In total, as a result of all the various UK Government announcements made yesterday, the Scottish Budget will increase by £320 million over financial years 2023-24 and 2024-25. At the time of writing, we still do not have details on the precise UK Budgetary decisions from which they flow, and the split between years. It appears that the bulk of these additions come from the UK Government’s childcare policy with most of these Barnett consequentials flowing in 2024-25.
The fact that Barnett consequentials are not published alongside the UK Budget is another transparency gap in the provision of Budgetary information, as highlighted in our recent blogs on the topic.

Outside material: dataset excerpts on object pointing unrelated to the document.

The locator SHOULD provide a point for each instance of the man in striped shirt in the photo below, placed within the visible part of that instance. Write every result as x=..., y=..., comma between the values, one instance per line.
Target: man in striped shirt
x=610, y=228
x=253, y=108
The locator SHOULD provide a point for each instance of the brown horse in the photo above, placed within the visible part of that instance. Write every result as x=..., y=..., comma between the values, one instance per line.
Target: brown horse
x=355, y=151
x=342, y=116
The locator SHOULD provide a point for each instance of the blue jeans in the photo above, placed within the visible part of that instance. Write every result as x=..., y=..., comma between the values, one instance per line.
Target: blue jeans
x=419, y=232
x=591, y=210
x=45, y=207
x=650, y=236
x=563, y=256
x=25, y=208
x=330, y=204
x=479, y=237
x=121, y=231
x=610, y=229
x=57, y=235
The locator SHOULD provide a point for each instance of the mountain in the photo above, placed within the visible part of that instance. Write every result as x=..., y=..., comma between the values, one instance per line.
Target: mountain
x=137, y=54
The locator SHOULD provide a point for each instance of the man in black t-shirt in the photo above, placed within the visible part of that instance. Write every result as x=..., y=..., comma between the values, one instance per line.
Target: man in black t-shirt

Will the Scottish Government opt for similar policy to the UK Government?
As ever, the Scottish Government is free to spend Barnett consequentials as it wishes, and does not have to follow rUK policy, although there is often pressure to do so.
On childcare, the Scottish Government is already pursuing plans to extend the provision of free childcare, so the additional resources could provide support for existing plans (and allow any resources already devoted to the expansion to be diverted elsewhere).
How to allocate the additional resources from yesterday’s Budget will be among the many choices facing the new First Minister when he or she takes up the role in less than two weeks.